CS772: Deep Learning for Natural Language Processing

Spring, 2025

Announcements

Join MS Teams with code: bbcc3pf (use IITB LDAP)

Access course lecture recordings on YouTube channel YouTube Subscribe

Previous iterations of the course: 2023 | 2022


Course Details:

CS772: Deep Learning for Natural Language Processing (Spring, 2025)

Department of Computer Science and Engineering

Indian Institute of Technology Bombay

Time Table and Venue:

  • Slot: 14
  • Venue: TBD
  • Tuesday: 5:30 PM to 6:55 PM
  • Friday: 5:30 PM to 6:55 PM


Motivation:

Deep Learning (DL) is a framework for solving AI problems based on a network of neurons organized in many layers. DL has found heavy use in Natural Language Processing (NLP) too, including problems like machine translation, sentiment and emotion analysis, question answering, information extraction, and so on, improving performance on automatic systems by orders of magnitude.

The course CS626 (Speech, NLP, and the Web) being taught in the first semester in the CSE Department at IIT Bombay for the last several years creates a strong foundation in NLP, covering the whole NLP stack, starting from morphology to part of speech tagging, to parsing and discourse and pragmatics. Students of the course, which typically number more than 100, acquire a grip on tasks, techniques, and linguistics of a plethora of NLP problems.
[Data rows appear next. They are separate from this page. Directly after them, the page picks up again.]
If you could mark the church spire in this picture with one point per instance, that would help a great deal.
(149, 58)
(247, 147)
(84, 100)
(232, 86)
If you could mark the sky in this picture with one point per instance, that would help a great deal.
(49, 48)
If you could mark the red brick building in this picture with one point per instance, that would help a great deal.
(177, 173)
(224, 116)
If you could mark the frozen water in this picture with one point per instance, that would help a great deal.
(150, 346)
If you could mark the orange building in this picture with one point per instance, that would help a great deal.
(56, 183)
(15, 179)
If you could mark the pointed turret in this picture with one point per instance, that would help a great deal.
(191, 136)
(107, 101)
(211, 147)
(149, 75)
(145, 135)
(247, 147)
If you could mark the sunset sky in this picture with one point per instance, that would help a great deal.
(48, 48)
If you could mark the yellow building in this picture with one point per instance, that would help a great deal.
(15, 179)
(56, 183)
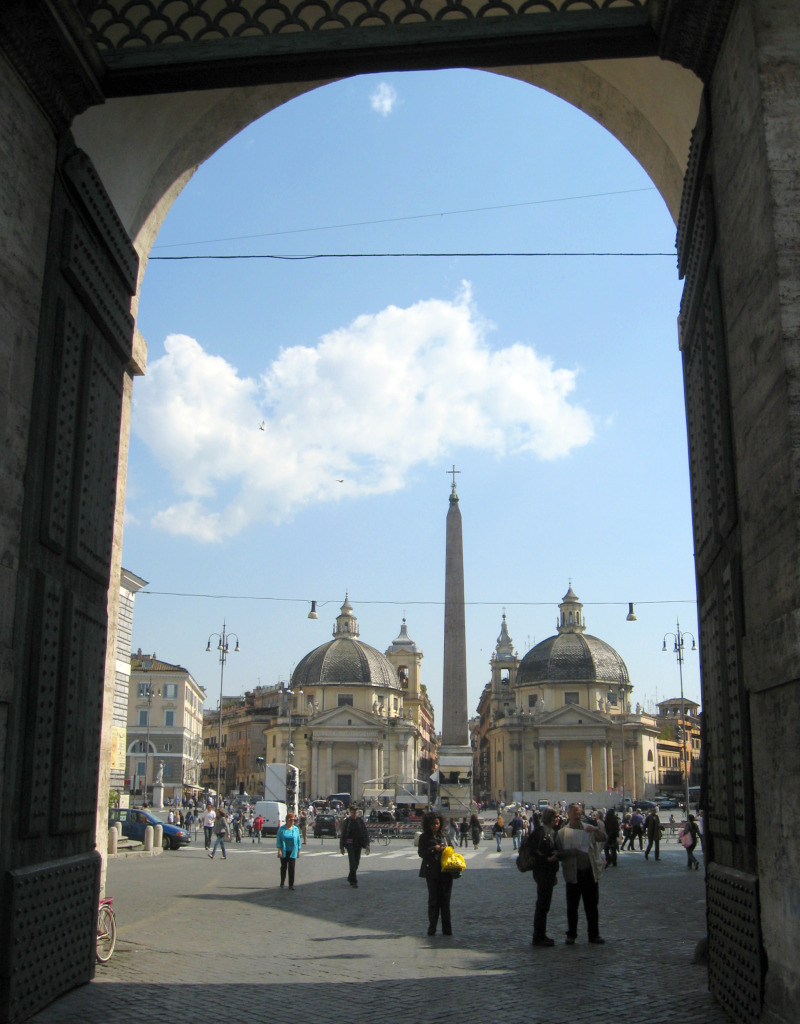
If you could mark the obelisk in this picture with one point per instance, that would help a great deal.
(455, 728)
(455, 755)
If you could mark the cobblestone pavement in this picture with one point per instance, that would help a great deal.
(252, 950)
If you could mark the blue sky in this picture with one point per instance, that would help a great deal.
(552, 383)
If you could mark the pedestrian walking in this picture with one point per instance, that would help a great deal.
(352, 839)
(578, 850)
(221, 833)
(209, 816)
(627, 832)
(476, 830)
(543, 848)
(637, 828)
(688, 836)
(654, 828)
(612, 826)
(517, 829)
(463, 833)
(288, 843)
(439, 884)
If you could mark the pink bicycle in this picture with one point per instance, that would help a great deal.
(107, 930)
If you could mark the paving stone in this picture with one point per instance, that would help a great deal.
(221, 939)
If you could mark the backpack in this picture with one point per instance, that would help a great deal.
(524, 860)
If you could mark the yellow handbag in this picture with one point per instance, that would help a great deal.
(452, 862)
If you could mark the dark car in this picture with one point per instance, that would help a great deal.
(326, 824)
(134, 821)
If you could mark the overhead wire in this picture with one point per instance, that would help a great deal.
(360, 601)
(406, 217)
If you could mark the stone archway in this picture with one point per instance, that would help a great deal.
(68, 274)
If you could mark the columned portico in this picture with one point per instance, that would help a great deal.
(67, 299)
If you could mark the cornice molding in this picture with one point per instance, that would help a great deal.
(690, 32)
(49, 46)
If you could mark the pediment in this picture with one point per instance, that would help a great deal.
(573, 716)
(344, 718)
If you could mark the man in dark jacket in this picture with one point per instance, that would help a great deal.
(353, 838)
(653, 825)
(545, 872)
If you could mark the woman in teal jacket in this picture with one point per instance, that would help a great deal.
(288, 843)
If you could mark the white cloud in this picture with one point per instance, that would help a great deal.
(366, 404)
(384, 98)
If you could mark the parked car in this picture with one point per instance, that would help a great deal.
(326, 824)
(134, 821)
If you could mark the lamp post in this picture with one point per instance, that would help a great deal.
(524, 719)
(621, 705)
(149, 693)
(678, 646)
(290, 778)
(222, 646)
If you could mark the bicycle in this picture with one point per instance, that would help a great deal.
(107, 930)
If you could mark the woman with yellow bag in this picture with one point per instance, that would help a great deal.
(431, 843)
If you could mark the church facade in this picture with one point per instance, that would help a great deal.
(361, 721)
(558, 723)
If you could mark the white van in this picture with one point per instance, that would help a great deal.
(274, 813)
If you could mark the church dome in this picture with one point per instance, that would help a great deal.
(345, 659)
(573, 655)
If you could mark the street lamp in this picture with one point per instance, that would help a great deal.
(149, 693)
(621, 705)
(291, 782)
(678, 646)
(524, 718)
(222, 647)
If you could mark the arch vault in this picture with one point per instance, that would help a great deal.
(108, 107)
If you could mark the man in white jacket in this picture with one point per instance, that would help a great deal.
(579, 850)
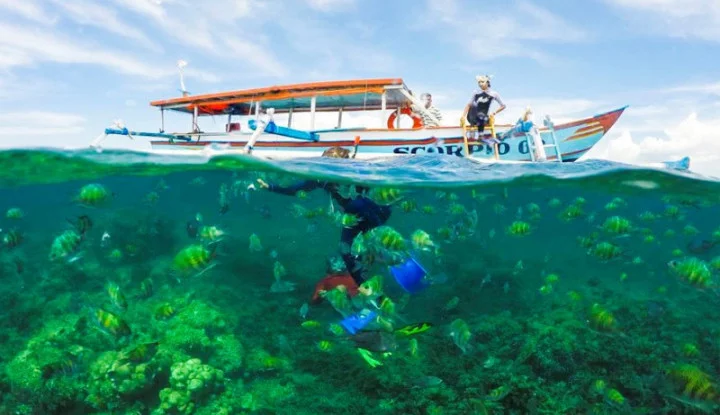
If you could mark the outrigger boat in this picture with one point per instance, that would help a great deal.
(390, 99)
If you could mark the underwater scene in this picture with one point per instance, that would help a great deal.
(147, 284)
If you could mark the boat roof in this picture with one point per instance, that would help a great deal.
(351, 95)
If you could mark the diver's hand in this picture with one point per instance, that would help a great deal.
(262, 183)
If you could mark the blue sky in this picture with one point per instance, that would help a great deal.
(68, 68)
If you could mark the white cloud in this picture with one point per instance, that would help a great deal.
(678, 18)
(330, 5)
(38, 123)
(93, 14)
(215, 30)
(706, 89)
(24, 46)
(514, 30)
(28, 9)
(692, 137)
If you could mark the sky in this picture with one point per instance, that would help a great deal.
(70, 68)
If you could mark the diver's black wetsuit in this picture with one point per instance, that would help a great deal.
(370, 214)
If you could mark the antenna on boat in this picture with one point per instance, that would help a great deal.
(181, 65)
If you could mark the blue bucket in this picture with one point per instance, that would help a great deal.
(357, 321)
(410, 275)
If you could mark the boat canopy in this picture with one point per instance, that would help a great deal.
(352, 95)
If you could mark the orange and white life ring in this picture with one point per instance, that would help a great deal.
(417, 120)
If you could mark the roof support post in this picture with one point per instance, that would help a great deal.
(313, 101)
(383, 107)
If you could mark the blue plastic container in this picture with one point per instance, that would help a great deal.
(410, 275)
(352, 324)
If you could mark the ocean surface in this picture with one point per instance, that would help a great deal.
(135, 283)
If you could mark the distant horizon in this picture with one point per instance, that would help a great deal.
(69, 68)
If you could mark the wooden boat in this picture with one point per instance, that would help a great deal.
(265, 109)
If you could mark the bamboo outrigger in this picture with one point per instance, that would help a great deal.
(389, 98)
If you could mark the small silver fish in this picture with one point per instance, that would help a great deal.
(105, 240)
(304, 309)
(426, 382)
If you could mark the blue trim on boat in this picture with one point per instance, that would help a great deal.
(273, 128)
(125, 131)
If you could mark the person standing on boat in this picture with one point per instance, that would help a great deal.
(430, 114)
(477, 111)
(370, 215)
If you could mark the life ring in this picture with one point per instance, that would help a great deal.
(417, 120)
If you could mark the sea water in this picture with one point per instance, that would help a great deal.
(579, 288)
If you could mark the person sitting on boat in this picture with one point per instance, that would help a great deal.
(430, 115)
(477, 111)
(370, 215)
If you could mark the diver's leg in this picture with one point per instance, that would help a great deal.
(352, 264)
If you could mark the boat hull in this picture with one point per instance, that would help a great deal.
(575, 139)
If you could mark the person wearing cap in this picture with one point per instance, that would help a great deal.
(477, 111)
(429, 111)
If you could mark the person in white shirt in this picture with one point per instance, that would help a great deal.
(428, 120)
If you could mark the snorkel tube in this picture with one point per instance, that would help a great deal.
(357, 143)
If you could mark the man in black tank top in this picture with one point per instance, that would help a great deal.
(477, 111)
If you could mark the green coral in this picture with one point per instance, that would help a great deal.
(114, 380)
(191, 383)
(40, 375)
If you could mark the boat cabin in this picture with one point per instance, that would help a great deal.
(330, 96)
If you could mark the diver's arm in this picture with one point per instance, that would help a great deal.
(305, 185)
(499, 101)
(465, 111)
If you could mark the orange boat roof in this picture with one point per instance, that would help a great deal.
(352, 95)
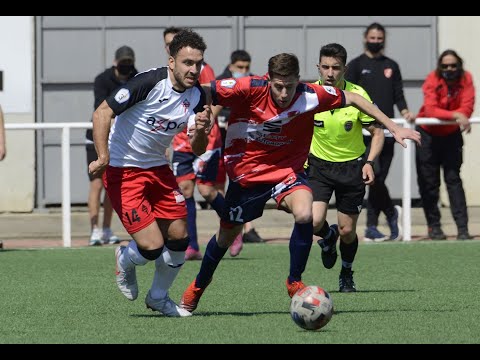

CS772 (Deep Learning for Natural Language Processing) comes as a natural sequel to CS626. Language tasks are examined through the lens of Deep Learning. Foundations and advancements in Deep Learning are taught, integrated with NLP problems. For example, sequence-to-sequence transformers are covered with applications in machine translation. Similarly, various techniques in word embedding are taught with applications to text classification, information extraction, etc.


Course Description:

  • Background: History of Neural Nets; History of NLP; Basic Mathematical Machinery - Linear Algebra, Probability, Information Theory, etc.; Basic Linguistic Machinery - Phonology, morphology, syntax, semantics.
  • Introducing Neural Computation: Perceptrons, Feedforward Neural Network and Backpropagation, Recurrent Neural Nets.
  • Difference between Classical Machine Learning and Deep Learning: Representation - Symbolic Representation, Distributed Representation, Compositionality; Parametric and non-parametric learning.
  • Word Embeddings: Word2Vec (CBOW and Skip Gram), Glove, FastText.
  • Application of Word Embedding to Shallow Parsing: Morphological Processing, Part of Speech Tagging and Chunking.
  • Sequence to Sequence (seq2seq) Transformation using Deep Learning: LSTMs and Variants, Attention, Transformers.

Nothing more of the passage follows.